Un certain nombre de conventions internationales ont été adoptées pour régir la plupart des droits humains. Je pense qu'il nous incombe, et j'entends par là le gouvernement canadien et le peuple canadien, de prendre l'initiative pour tenter d'obtenir la mise en place de normes internationales sur le plan du respect de la vie privée, quelque chose comme le Pacte international relatif aux droits civils et politiques ou la Convention sur les droits de l'enfant etc.
Une fois que nous aurons un tel instrument, il deviendra plus facile d'établir des règlements nationaux, qui me paraissent nécessaires et dont je suis fervent partisan. Nous aurions alors une réglementation nationale qui serait le pendant d'autres réglementations nationales à l'étranger.
J'invite votre comité à recommander que le gouvernement oeuvre en faveur de l'adoption d'une convention internationale sur le respect de la vie privée face aux nouvelles technologies.
Je vous remercie.
La présidente: Avez-vous eu l'occasion, monsieur, d'examiner la nouvelle législation sur le respect de la vie privée de l'Union européenne et de l'OCDE? Le mouvement est lancé, mais ces textes n'entreront en vigueur à l'échelle internationale qu'en 1998.
M. Vink: Non, mais vous avez mentionné cela ce matin. Je n'ai pas vu ces textes.
La présidente: Si vous souhaitez en avoir des exemplaires et si vous n'êtes pas relié à Internet, je suis sûre que notre greffier vous en fera parvenir.
M. Vink: Mais cela n'empêche pas qu'il faut travailler à l'échelle internationale.
M. John Godfrey: Avec nous.
La présidente: Je dirais qu'il faut commencer par nous.
Merci beaucoup; je pense que c'est un aspect important.
Mme Liz Burge (Université du Nouveau-Brunswick): J'interviens maintenant en tant que présidente de l'Association canadienne pour l'enseignement à distance.
Le Canada est considéré de longue date comme un pionnier de l'apprentissage libre et à distance, lequel fait maintenant appel à un nombre croissant de technologies de transmission et de communication.
Ayant écouté parler diverses personnes ce matin, je me dois de vous demander, au nom de l'association, de prendre en considération l'importance de l'éducation à distance dans notre pays, où les apprenants sont dans une relation de pouvoir avec les enseignants et les enseignants dans une relation de pouvoir avec les établissements.
Il y a un énorme potentiel d'empiétement sur la vie privée et d'abus des droits de la personne en ce moment. Ce que je dis vous paraît peut-être mélodramatique, mais j'essaie de mettre en lumière le problème.
On oublie souvent l'éducation à distance, car elle n'est pas visible. Il n'y a pas de murs, il n'y a pas de fenêtres ni de portes que l'on puisse voir. C'est une énorme industrie au Canada. Par exemple, les chiffres de Statistique Canada nous indiquent que 500 000 adultes canadiens suivaient des études à distance en 1993.

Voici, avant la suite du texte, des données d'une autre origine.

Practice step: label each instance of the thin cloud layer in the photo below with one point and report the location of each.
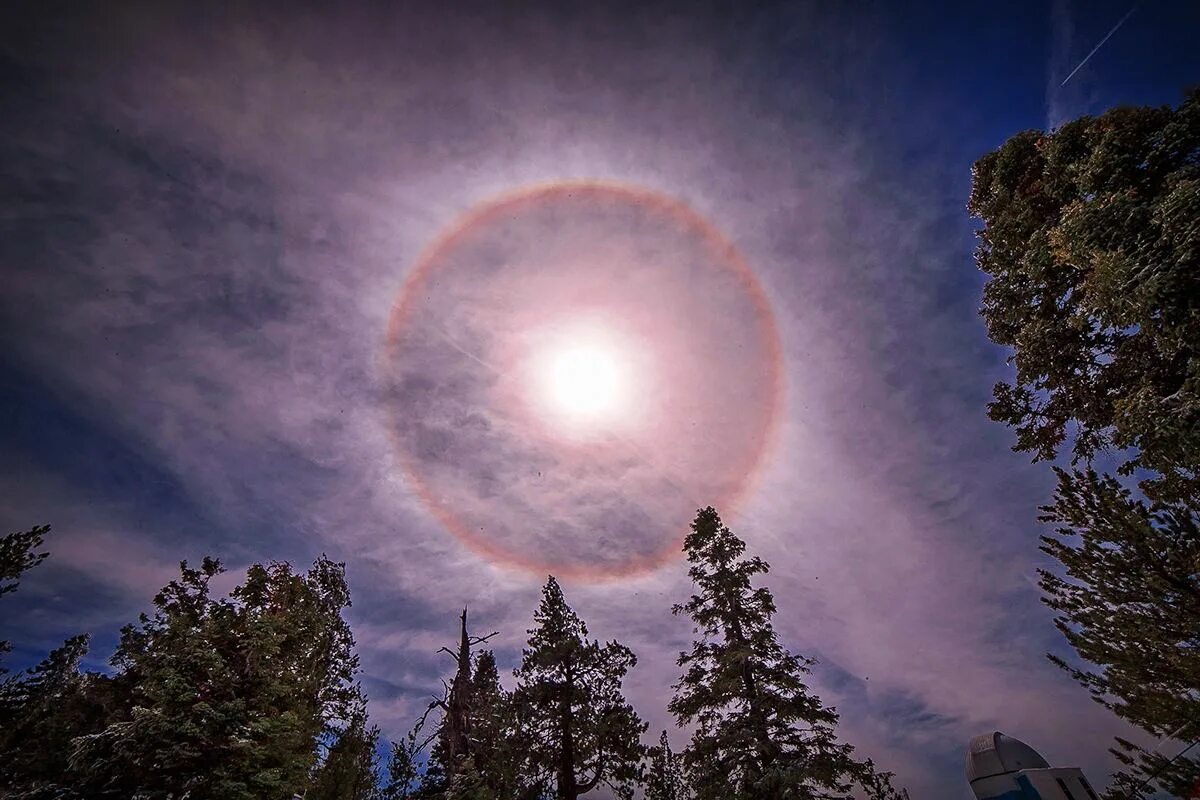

Rien qu'en Ontario, où j'ai habité de 1980 à 1993, plus de 90 000 adultes passaient leur diplôme d'études secondaires en suivant des cours à distance dispensés par le ministère de l'Éducation ontarien.

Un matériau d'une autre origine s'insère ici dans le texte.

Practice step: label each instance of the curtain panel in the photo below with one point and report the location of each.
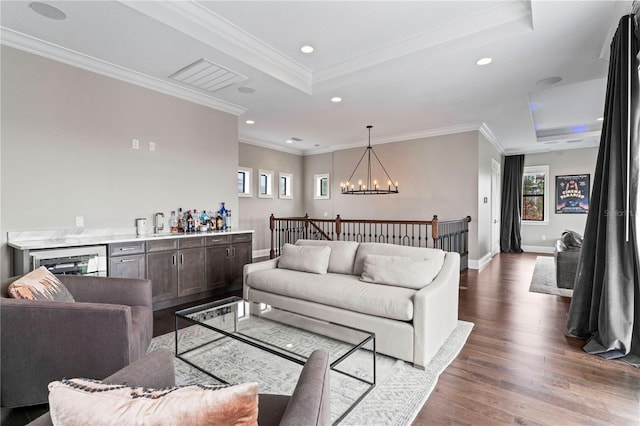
(605, 307)
(510, 238)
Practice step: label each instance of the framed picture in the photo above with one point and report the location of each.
(572, 194)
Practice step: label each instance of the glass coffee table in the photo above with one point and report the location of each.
(232, 327)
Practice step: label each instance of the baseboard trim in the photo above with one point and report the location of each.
(480, 263)
(538, 249)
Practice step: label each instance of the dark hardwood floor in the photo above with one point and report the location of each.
(518, 367)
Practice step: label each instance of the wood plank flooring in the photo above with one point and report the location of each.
(518, 367)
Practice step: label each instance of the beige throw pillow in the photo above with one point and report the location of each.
(399, 271)
(92, 402)
(40, 284)
(313, 259)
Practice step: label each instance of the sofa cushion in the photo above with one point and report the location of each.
(399, 271)
(40, 284)
(338, 290)
(385, 249)
(305, 258)
(85, 401)
(343, 254)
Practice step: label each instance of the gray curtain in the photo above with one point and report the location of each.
(605, 308)
(510, 238)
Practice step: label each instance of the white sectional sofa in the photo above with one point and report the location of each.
(407, 296)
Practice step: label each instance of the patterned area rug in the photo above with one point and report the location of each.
(399, 395)
(544, 278)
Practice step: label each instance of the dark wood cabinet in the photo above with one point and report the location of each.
(127, 260)
(163, 272)
(183, 268)
(226, 257)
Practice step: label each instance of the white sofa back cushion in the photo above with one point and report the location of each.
(399, 271)
(343, 254)
(384, 249)
(305, 258)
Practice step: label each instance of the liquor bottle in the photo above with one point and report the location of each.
(180, 220)
(173, 222)
(190, 226)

Les chiffres sont énormes. On fait appel de plus en plus à la technologie. Des intérêts commerciaux se profilent derrière la plupart de ces technologies.

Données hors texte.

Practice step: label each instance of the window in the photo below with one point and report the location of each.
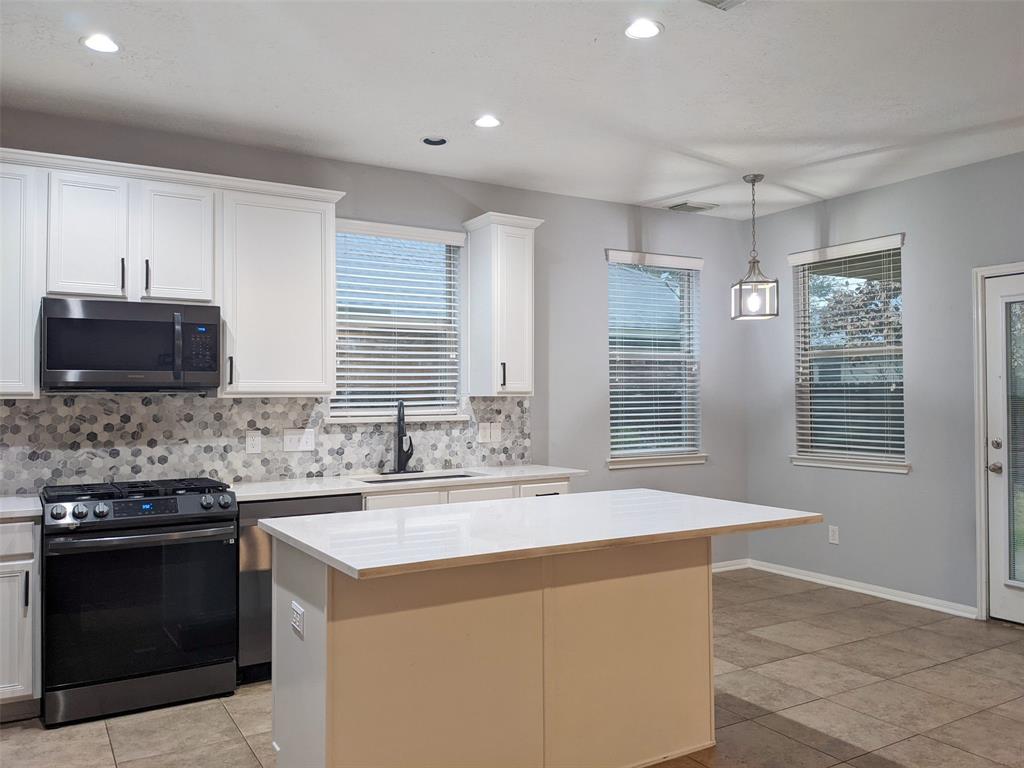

Notre association défend les droits des étudiants et des enseignants et promeut l'utilisation appropriée de la technologie. Je vous demande donc de prendre en considération tout ce domaine éducatif, qui concerne tant les adultes que les enfants, sous l'angle des droits de la personne.
M. John Godfrey: Pourriez-vous nous expliquer un peu quels sont les abus...? Y a-t-il des abus dont vous avez connaissance à cause de cette technologie? Quelles sont vos craintes?
Mme Burge: Je peux vous donner deux exemples, John, dont l'un qui m'est arrivé.
J'enseigne. J'enseigne à distance et j'ai recours principalement aux audioconférences, mais je commence aussi à utiliser l'Internet.
Je me suis fait prendre il y a plusieurs années au Nouveau- Brunswick parce que je supposais que notre classe audio du Nouveau- Brunswick - 30 étudiants répartis en cinq endroits, tous reliés par téléphone - était à l'abri des oreilles indiscrètes. Nous avons commencé à critiquer une technologie payée par le gouvernement. À mon insu, les fonctionnaires dans les sites répétaient mes propos à l'administration centrale. On m'a fait des remontrances.
Il y a eu d'autres exemples. Il faut vraiment être très prudent avec l'Internet. Dans mon université, il s'est déjà produit quelques cas où des pirates informatiques sont intervenus dans des discussions de classe que nous pensions confidentielles. Il y a là des risques très sérieux.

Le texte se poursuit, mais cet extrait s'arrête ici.